It’s a universal truth among collectors that art is best enjoyed at home. Paintings and sculptures should be absorbed in comfort, without the pressure of moving out of the way for other viewers, or avoiding the glare of a gallerist who suspects you’re not there to buy. “Going to galleries is kind of like going to church,” says the French art collector and curator Charles Riva, “You can’t talk and it’s all very serious and almost sterile”.
Sterile or not, galleries and museums are generally the only places where most of us encounter fine art. Unless we’re lucky enough to visit a fabulous friend who lives in a 19th century townhouse in Brussels filled with oeuvres from some of the most interesting names in contemporary art. This friend would be Charles Riva, and Thursday, Friday and Saturday, he is your friend too, when he opens his home and collection to the public.
Riva, who also owns the Sutton Lane galleries in London, Brussels and Paris, has been a serious collector and supporter of contemporary art for over a decade. His Sutton Lane galleries focus primarily on emerging artists, many from the U.S East and West coasts. “We work to give a respected platform to promising talent which spans a variety of mediums and goals: everything from the delicately political drawings of Pavel Pepperstein to Blake Rayne's clever and contemplative take on modernism as a conceptual practice,” says Riva.
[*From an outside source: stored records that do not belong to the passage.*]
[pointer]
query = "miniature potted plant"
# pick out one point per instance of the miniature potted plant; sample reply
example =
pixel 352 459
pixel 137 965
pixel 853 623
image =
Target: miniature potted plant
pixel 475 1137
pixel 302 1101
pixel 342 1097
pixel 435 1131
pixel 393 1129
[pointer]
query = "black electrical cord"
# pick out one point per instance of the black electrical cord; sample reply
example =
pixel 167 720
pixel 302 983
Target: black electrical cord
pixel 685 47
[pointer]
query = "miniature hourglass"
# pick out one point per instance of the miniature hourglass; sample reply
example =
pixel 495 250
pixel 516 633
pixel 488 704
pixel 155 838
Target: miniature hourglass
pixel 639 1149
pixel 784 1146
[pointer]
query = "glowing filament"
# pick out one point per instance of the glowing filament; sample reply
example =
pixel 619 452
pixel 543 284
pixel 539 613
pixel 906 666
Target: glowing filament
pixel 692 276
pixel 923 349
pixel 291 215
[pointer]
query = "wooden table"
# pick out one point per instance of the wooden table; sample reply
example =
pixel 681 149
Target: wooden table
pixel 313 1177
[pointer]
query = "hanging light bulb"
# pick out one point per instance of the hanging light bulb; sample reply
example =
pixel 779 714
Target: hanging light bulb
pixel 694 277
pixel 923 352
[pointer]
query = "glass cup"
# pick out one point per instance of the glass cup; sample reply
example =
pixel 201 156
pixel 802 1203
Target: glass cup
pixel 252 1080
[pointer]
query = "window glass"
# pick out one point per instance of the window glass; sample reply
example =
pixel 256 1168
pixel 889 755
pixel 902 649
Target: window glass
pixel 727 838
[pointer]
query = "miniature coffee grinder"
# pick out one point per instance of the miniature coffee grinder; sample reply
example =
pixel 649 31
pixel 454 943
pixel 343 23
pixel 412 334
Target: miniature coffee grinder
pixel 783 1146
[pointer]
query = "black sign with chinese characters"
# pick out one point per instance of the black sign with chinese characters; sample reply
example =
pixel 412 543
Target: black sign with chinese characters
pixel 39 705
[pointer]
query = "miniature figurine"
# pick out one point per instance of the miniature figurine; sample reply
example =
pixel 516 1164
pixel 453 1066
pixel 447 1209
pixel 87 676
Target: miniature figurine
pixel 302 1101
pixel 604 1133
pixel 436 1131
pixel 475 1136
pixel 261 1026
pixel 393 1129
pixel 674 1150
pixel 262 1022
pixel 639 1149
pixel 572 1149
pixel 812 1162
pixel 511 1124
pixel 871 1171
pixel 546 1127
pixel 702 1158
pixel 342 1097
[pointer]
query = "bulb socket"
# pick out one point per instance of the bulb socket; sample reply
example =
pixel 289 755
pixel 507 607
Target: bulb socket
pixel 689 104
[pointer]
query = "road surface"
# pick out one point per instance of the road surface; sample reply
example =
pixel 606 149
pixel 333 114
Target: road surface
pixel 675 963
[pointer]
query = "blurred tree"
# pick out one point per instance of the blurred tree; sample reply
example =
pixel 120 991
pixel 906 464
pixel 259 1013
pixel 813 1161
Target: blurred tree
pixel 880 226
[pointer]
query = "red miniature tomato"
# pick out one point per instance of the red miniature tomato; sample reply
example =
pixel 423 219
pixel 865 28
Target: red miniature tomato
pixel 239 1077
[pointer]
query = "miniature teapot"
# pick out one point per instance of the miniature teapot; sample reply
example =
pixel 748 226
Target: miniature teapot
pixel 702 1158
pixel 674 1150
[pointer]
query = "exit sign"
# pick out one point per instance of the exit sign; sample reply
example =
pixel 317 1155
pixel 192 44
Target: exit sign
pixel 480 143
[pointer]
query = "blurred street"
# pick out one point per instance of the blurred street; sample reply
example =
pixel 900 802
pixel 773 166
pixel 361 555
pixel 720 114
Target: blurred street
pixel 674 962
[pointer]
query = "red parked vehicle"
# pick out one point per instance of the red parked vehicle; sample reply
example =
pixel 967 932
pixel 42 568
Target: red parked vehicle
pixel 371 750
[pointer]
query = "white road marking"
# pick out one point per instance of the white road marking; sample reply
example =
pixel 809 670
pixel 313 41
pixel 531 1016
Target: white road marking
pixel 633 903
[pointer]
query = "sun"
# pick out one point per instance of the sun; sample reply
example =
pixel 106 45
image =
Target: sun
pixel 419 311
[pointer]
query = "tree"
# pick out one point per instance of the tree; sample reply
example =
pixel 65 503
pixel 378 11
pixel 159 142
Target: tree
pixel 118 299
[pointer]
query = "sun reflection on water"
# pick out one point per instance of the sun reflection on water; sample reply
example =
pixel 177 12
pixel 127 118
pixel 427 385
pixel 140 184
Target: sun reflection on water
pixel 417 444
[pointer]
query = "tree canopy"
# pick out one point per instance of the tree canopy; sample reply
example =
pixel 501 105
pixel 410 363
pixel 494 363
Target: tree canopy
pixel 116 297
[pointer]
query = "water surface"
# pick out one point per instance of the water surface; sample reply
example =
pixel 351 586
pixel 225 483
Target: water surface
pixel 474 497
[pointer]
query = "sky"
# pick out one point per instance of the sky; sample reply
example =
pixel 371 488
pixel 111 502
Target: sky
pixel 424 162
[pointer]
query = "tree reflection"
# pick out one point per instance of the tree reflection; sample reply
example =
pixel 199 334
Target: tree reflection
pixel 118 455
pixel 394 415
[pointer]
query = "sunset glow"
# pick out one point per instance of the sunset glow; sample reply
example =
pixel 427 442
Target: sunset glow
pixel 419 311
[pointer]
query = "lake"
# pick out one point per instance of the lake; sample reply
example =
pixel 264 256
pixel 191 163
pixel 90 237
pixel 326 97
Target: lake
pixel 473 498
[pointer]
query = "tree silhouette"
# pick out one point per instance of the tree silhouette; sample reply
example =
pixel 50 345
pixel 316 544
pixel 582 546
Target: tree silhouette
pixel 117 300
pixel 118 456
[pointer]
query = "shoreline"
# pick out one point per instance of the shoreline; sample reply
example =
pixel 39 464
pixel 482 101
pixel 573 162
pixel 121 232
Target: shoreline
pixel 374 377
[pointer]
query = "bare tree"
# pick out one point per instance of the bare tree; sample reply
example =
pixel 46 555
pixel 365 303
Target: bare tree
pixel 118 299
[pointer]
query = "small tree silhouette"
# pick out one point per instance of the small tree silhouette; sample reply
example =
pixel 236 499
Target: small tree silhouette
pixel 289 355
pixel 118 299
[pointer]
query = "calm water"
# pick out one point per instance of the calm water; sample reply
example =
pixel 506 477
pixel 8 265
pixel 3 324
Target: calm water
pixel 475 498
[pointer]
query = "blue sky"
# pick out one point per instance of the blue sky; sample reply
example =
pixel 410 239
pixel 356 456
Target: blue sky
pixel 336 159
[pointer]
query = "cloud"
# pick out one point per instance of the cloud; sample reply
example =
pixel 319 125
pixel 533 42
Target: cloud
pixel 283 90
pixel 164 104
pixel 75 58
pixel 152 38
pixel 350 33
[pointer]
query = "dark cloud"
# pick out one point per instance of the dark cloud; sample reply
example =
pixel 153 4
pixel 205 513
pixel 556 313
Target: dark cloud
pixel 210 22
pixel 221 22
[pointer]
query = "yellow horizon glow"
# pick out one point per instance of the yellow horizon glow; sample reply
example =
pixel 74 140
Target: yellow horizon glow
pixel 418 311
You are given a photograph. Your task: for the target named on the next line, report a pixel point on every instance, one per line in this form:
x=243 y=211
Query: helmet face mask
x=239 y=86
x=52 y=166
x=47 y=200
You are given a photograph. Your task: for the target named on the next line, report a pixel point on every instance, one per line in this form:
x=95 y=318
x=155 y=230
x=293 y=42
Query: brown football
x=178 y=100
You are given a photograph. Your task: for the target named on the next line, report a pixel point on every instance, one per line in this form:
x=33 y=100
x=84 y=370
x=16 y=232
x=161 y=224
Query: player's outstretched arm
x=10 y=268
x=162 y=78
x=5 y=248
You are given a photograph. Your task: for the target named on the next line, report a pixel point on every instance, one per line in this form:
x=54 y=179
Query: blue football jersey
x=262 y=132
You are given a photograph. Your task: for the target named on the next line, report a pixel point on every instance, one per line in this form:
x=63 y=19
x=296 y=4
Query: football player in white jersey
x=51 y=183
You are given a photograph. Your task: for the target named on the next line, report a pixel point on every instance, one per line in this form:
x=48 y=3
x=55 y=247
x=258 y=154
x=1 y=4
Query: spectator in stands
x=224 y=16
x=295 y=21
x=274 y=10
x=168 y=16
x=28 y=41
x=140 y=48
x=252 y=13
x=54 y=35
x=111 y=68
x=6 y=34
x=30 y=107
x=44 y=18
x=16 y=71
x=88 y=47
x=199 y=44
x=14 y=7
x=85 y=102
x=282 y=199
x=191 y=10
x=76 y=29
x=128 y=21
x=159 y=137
In his collection, several of the Sutton Lane artists are represented, but it also contains other, more established, names such as Raymond Pettibon, Eva Rothschild, Isa Genzken, Andreas Hofer and Paul McCarthy. "All these artists' works have a certain raw honesty, and they fearlessly tackle issues of sex, violence, or counter-culture while somehow remaining beautiful" explains Riva. "My collection is rather eclectic in its make-up; it does not focus like some collections on objective or non-objective works, nor to any certain imagery. What is important for me is to represent what contemporary art can look forward to: works which will appreciate over time while at the present moment remaining what is the most current, the most exciting work available."
Riva first started showing his collection in 2009, to offer art lovers an intimate viewing experience in a domestic setting. The first floor of his town house has been opened up into a large and airy space devoted to solo exhibitions (up next is a Paul McCarthy retrospective at the end of April). On the second floor, which doubles as his living room and kitchen, he displays group shows among his collection of mid-century Scandinavian furniture. "The townhouse is divided into three to four distinct spaces, all the while retaining the air of a domestic setting", says Riva. "It is nevertheless a very open and luminous space. At the same time, it functions extremely well as an exhibition space, as it balances the intimate feeling of a private art collection with that of a traditional exhibition space."
For extra lucky friends, artists and colleagues, Riva offers one of his two spare bedrooms as what he calls a “mini residency”. “It’s not for artists to come and create, but for people to live with the art for a few days and walk around in their bathrobe and enjoy it with fresh eyes in the morning,” he explains. Sounds like the perfect way to start the day.